Chief, Lymphoma Service, Memorial Sloan Kettering Cancer Center
How do you typically treat a newly diagnosed Hodgkin lymphoma patient?
Treatment depends on their clinical state. If they are early on in the disease and, the lymphocytes are non-bulky, then I treat with chemotherapy and radiation. Recently, we have been looking at potentially being able to treat some patients with chemotherapy, generally ABVD (Adriamycin, Bleomycin, Vinblastine and Dacarbazine), alone. If the disease has progressed further and they are at stage III or stage IV, we also follow the chemotherapy and radiation treatment but will increase the number of cycles a patient will go through.
What are the goals for future treatments?
Although there is already a tremendously high cure rate of over 80 percent for patients with early stage disease, we still want to improve cure rates and also focus on reducing treatment-related toxicity. We can reduce toxicity by reducing the amount of chemotherapy by incorporating an antibody drug like brentuximab vedotin (Adcetris).
In more advanced stages of Hodgkin lymphoma, we can combine brentuximab vedotin as a frontline regimen along with AVD, removing the need for the B in the chemotherapy equation.
How do you typically treat relapsed or refractory patients?
With patients who are either refractory to treatment or who have relapsed, generally we treat with second line therapies, which are platinum-based therapies such as Ifosfamide Carboplatin Etoposide (ICE) and Cannabidiol (CBD) to name a couple. This is followed by an autologous stem cell transplant. We can also utilize platinum-based regimens as well as gensadabine regimens. If the disease continues to progress the standard of care is to treat with more brentuximab vedotin.
What are the treatment options or recommendations post-transplant?
While this is not standard care patients, we have seen success in randomized trials using brentuximab vedotin.
Are there any special concerns for HL patients?

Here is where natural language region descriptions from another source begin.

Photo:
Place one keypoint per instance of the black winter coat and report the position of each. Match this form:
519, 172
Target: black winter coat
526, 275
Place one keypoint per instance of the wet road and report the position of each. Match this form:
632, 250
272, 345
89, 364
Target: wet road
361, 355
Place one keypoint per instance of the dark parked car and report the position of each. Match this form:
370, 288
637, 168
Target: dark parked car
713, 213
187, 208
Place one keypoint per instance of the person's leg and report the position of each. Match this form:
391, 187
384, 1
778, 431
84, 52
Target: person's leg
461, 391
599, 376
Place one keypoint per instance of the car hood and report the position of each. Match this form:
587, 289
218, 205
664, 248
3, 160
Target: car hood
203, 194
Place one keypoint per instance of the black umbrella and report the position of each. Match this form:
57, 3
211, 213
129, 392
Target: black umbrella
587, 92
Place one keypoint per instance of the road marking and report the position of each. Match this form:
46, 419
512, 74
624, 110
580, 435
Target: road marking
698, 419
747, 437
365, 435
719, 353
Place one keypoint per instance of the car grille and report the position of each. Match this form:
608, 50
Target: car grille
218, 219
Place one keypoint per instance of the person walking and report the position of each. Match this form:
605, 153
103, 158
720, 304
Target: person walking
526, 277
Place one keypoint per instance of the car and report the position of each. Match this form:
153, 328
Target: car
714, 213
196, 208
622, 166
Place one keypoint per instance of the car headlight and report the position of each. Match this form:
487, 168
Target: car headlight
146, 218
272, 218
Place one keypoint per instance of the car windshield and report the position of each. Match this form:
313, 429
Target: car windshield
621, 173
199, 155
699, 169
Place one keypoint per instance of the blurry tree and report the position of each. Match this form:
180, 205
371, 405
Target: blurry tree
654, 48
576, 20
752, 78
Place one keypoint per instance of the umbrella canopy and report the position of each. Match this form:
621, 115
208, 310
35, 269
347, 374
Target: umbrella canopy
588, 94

Since the majority of HL patients are younger, in their late 20's to early 30's range, these treatments do pose some risks other than the traditional side effects of therapy. Namely in this age range fertility is often a concern. ABVD has a very low rate for affecting fertility and the younger you are the less likely you will have any complications. Given that the need for second line therapy in relapsed or refractory patients does present more of a substantial risk, we always discuss precautionary measures with patients like sperm banking for males and egg collection and freezing for females. It is important for young adults with lymphoma to discuss fertility concerns and options with their healthcare team.

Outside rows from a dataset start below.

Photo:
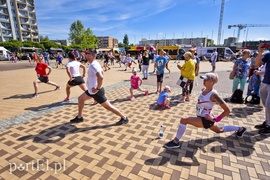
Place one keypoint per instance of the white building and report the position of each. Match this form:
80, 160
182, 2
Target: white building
18, 20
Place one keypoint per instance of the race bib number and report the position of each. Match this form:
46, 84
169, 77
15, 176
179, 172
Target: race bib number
199, 109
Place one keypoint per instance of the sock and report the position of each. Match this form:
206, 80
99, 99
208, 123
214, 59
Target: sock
230, 128
180, 131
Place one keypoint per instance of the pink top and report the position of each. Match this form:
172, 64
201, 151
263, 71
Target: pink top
134, 80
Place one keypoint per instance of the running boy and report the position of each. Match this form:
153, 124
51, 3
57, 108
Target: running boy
136, 82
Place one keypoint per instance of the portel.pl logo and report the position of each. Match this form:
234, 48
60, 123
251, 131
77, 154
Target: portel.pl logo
38, 165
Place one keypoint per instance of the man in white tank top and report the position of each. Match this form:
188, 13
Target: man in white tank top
205, 119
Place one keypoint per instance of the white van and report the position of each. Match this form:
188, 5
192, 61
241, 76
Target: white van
224, 53
4, 53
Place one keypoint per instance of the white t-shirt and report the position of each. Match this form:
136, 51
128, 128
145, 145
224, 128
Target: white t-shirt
93, 69
123, 58
74, 68
129, 59
214, 56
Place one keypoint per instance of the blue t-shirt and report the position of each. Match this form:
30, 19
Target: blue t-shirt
161, 63
266, 59
161, 97
242, 68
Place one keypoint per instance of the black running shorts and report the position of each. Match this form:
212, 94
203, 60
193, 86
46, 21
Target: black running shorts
99, 96
76, 81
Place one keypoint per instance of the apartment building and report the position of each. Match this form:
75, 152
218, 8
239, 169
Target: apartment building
107, 42
18, 20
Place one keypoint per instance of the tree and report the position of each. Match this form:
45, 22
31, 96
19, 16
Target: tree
125, 40
11, 45
81, 36
42, 38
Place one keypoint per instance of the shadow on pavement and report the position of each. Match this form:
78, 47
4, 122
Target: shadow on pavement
59, 132
230, 143
24, 96
50, 106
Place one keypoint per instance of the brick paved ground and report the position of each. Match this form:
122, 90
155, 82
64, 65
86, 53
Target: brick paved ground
38, 142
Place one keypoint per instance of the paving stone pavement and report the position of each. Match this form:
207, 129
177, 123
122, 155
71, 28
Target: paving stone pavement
46, 146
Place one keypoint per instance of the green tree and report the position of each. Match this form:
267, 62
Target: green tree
49, 44
42, 38
81, 36
33, 44
125, 40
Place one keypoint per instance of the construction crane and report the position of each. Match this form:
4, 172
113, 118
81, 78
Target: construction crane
242, 26
220, 21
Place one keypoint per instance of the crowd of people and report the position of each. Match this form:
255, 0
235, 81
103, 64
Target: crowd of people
244, 68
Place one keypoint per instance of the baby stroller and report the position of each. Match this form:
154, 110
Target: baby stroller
253, 90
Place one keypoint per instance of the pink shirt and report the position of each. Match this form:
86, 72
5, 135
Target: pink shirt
134, 80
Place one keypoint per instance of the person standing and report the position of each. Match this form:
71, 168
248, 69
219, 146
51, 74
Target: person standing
160, 64
73, 72
197, 66
95, 90
204, 117
214, 57
46, 57
187, 71
145, 65
241, 69
43, 75
264, 89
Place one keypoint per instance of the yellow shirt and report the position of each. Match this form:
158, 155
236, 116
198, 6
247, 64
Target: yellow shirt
188, 70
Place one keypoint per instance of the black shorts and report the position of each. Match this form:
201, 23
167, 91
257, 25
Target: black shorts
160, 78
43, 79
99, 96
206, 123
76, 81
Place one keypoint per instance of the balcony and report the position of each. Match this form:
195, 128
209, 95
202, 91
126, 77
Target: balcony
3, 11
4, 18
3, 3
5, 25
30, 2
25, 27
30, 9
6, 32
24, 20
23, 13
21, 1
21, 6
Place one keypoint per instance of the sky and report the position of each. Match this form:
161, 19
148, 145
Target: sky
154, 19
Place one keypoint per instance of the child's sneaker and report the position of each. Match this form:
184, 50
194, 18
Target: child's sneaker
132, 98
146, 93
67, 100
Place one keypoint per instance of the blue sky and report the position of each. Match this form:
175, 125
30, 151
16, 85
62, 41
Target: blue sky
154, 19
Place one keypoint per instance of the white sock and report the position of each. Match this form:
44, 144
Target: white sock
230, 128
181, 130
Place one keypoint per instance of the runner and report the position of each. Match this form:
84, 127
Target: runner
205, 119
95, 90
43, 75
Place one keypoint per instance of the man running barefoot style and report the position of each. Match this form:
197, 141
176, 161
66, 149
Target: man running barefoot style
73, 71
207, 99
95, 90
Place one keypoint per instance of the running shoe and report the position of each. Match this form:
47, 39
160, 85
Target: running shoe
35, 95
76, 120
261, 126
265, 131
241, 133
57, 88
122, 121
172, 145
67, 100
146, 93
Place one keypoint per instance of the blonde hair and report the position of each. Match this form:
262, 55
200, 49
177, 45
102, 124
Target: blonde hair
188, 54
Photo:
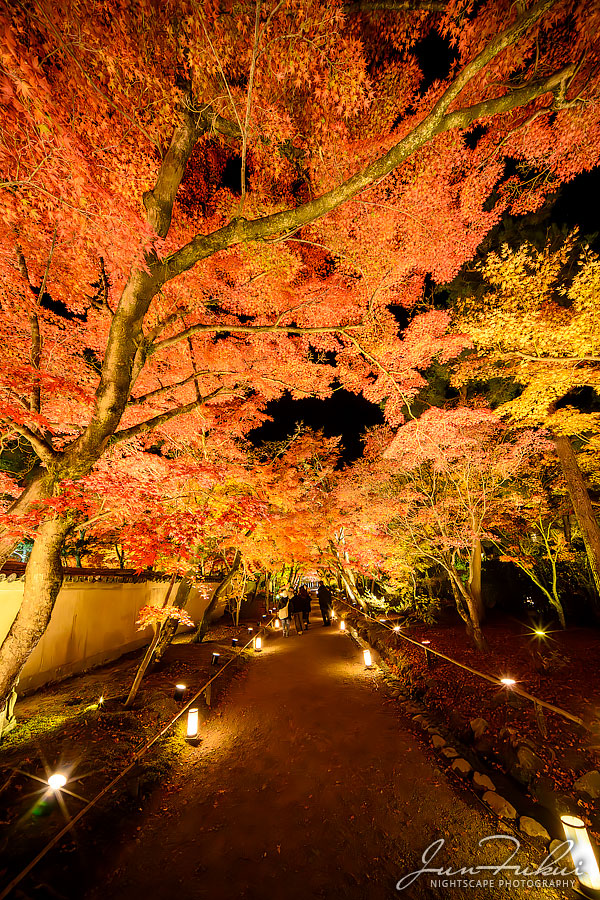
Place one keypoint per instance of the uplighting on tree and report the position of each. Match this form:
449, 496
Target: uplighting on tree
57, 781
582, 854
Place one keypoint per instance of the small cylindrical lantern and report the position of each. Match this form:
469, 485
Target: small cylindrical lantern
582, 852
192, 724
56, 781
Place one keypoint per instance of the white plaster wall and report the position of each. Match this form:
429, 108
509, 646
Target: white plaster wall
92, 623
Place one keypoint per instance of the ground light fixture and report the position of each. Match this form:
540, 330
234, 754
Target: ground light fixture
57, 781
192, 725
582, 854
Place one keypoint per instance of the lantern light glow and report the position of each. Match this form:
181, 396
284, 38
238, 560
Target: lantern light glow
582, 852
192, 724
56, 781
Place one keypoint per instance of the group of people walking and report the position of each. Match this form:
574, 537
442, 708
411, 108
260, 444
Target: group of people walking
296, 606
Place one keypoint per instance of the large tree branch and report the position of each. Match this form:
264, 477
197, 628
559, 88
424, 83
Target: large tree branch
126, 433
248, 329
42, 448
437, 122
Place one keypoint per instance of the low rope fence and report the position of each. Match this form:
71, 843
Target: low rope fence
491, 678
134, 760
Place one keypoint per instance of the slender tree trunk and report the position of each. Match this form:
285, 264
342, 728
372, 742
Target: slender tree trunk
169, 628
582, 505
221, 589
475, 579
43, 580
150, 651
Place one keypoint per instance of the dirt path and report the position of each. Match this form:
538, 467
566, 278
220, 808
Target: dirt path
308, 784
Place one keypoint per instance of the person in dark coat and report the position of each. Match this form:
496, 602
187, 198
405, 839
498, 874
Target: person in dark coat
295, 607
325, 603
304, 597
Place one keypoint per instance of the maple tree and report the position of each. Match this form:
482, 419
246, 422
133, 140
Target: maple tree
149, 296
535, 321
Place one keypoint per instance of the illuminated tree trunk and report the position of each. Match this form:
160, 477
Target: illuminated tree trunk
475, 579
43, 580
582, 505
221, 589
169, 628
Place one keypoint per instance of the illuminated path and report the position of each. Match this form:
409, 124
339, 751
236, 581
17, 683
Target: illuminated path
307, 784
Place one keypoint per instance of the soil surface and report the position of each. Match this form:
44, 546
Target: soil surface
308, 782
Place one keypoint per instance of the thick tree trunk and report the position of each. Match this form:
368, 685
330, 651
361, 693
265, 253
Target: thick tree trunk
43, 579
582, 505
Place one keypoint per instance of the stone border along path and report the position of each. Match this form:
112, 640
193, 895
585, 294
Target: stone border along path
309, 781
535, 812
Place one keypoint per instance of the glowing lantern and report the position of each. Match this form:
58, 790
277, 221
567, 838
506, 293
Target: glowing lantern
192, 724
582, 852
56, 781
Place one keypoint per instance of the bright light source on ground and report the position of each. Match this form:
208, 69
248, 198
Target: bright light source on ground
582, 852
192, 724
56, 781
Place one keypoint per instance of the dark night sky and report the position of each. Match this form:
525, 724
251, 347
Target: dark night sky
348, 415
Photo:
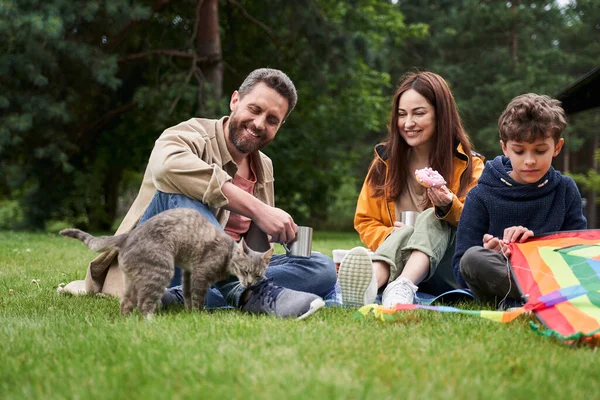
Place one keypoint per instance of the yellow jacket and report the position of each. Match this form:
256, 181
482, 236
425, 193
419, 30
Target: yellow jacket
375, 216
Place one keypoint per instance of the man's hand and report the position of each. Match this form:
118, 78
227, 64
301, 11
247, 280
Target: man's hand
515, 233
493, 243
276, 223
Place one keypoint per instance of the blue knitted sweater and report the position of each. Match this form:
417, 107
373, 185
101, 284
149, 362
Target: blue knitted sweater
498, 202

Do you suggest clinical trials for HL patients?
Yes, clinical trials are designed so that we expect to see positive responses in patients. For example, some people do not respond to brentuximab but clinical trials are showing that some other new agents like BD1 antibodies are inducing very good responses. Information like that and the potential for better treatments can really only happen through patients' involvement in clinical trials. Clinical trials provide an opportunity for patients to receive the latest therapies in a setting that is designed to receive better positive outcomes for patients. Specifically, Phase I and II trials regarding immune checkpoint inhibitors are showing major promise.